Saturday, December 8, 2012

December 8, 1972

There are, it turns out, two plane crashes which make a great deal of difference in how the Watergate story played out.

The first one actually had happened back on October 16, a month before the election. The plane carrying Democratic House Majority Leader Hale Boggs (and Member of the House Nick Begich disappeared over Alaska. The plane, and those aboard, were never found. The tragedy elevated Tip O'Neill to the number two spot among House Democrats; O'Neill saw, perhaps sooner than anyone else or at least anyone else in a position to do anything about it, that Watergate could cut short Nixon's presidency. Early on, O'Neill started telling key Members to be ready for impeachment; as Jimmy Breslin reported (according to Emery), they thought he was nuts. It's hard to draw direct lines, and O'Neill had been the Democratic Whip anyway, but certainly his elevation wasn't good news for the president.

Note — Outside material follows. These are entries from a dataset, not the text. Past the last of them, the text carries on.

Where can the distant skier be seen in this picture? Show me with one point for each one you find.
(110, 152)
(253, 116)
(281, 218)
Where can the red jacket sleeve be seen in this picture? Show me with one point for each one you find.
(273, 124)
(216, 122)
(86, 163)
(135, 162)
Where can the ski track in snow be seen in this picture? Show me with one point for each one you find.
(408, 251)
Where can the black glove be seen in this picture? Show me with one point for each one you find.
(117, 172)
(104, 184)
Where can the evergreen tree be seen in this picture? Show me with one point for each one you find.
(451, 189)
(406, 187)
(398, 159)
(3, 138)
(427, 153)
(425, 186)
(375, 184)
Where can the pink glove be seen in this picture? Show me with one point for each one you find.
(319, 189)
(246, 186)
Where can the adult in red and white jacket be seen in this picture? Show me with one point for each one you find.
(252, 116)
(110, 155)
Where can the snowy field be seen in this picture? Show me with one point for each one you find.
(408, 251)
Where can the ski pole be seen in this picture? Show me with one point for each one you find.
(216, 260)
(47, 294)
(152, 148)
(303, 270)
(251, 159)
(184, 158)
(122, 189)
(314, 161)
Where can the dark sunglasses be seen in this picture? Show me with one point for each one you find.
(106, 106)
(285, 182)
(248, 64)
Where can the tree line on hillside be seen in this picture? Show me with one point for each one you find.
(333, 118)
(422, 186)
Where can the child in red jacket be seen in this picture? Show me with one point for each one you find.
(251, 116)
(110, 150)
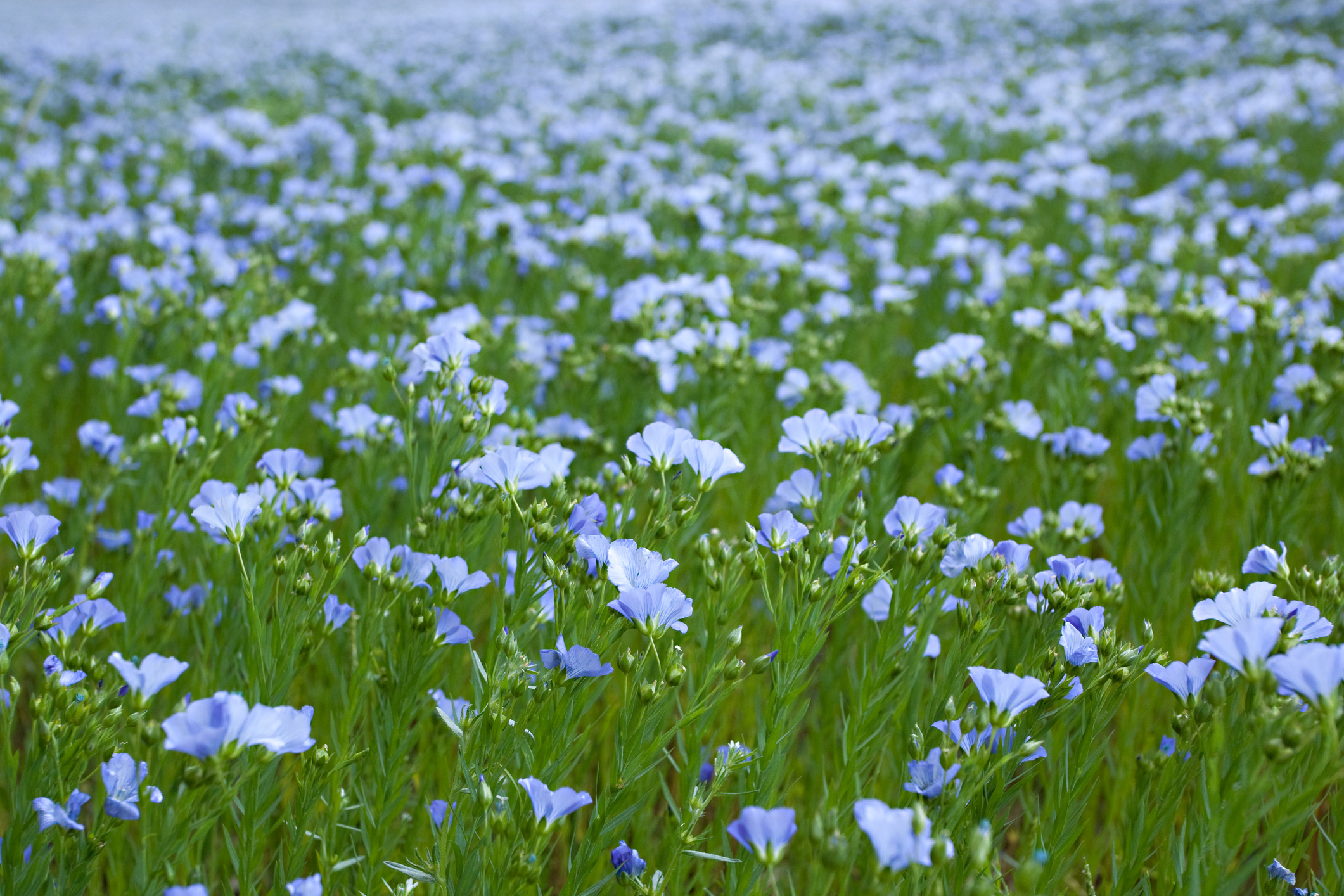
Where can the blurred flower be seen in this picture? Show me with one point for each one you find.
(550, 807)
(765, 832)
(579, 663)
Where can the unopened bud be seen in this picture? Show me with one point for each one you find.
(762, 663)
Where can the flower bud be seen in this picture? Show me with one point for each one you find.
(1215, 692)
(835, 854)
(816, 591)
(982, 844)
(762, 663)
(1028, 872)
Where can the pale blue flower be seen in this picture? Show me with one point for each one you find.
(1006, 691)
(965, 553)
(928, 777)
(710, 461)
(660, 445)
(765, 832)
(550, 807)
(893, 836)
(509, 469)
(1028, 524)
(305, 886)
(1151, 398)
(1281, 874)
(779, 531)
(1147, 448)
(1311, 670)
(1237, 605)
(1080, 649)
(653, 609)
(861, 430)
(229, 513)
(948, 476)
(1182, 679)
(50, 813)
(627, 861)
(121, 777)
(153, 675)
(1265, 561)
(451, 628)
(629, 566)
(1023, 418)
(912, 519)
(808, 434)
(29, 531)
(579, 663)
(1081, 519)
(336, 613)
(456, 578)
(1246, 643)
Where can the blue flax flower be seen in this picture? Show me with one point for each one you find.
(456, 708)
(928, 777)
(1183, 679)
(336, 613)
(438, 810)
(660, 445)
(632, 567)
(153, 675)
(50, 813)
(206, 726)
(710, 461)
(808, 434)
(454, 578)
(1311, 670)
(912, 519)
(305, 886)
(229, 515)
(653, 609)
(1007, 692)
(1243, 644)
(451, 629)
(1237, 605)
(96, 614)
(29, 531)
(893, 835)
(509, 469)
(1281, 874)
(1265, 561)
(627, 861)
(1078, 648)
(779, 531)
(1027, 525)
(123, 778)
(765, 832)
(551, 805)
(965, 553)
(579, 663)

Now, on December 8, the second tragedy: Dorothy Hunt, the wife of at the time indicted Watergate criminal  E. Howard Hunt, was killed in a commercial airline crash. She was carrying $10,000 in cash. Dorothy Hunt had been active in the last couple of months in the successful efforts of the indicted men to get the flow of hush money re-started. Her death is devastating to Hunt, and comes at a key time in the sequence from the cover story holding to the unraveling of the cover-up.

Watergate on this date is back in Haldeman's diary, which has been mostly devoted during December to Vietnam, and to some extent with personnel changes for the second term. Note that the president comes back again and again to the need for the Dean report, which would prove their innocence:


Got back into the Watergate/Segretti thing, wanted to be sure that he gets the Dean report. He thinks Dean ought to talk to the press rather than [press secretary Ron] Ziegler, to give the summary on it. Wants to have a meeting on that subject the first of the week.

1 comment:

  1. I've been enjoying these Watergate posts enormously. "How the Good Guys Finally Won", Breslin's Watergate book (starring Tip O'Neill) is still a thoroughly enjoyable read---in part because Breslin is so attuned the little, unforeseeable events that change history, like the plane crash that elevated O'Neill to the majority leader post (and, given Speaker Carl Albert's alcoholism and relative weakness as a leader, de facto the most powerful Democrat in the House).

    Breslin also makes note of the importance of Liz Holtzman's upset primary victory (by over longtime Judiciary Committee chairman and Brooklyn Democratic machine regular Manny Cellar, which elevated the soft-spoken, patient, consensus-building Peter Rodino to chairmanship of the Judiciary Committee in 1973.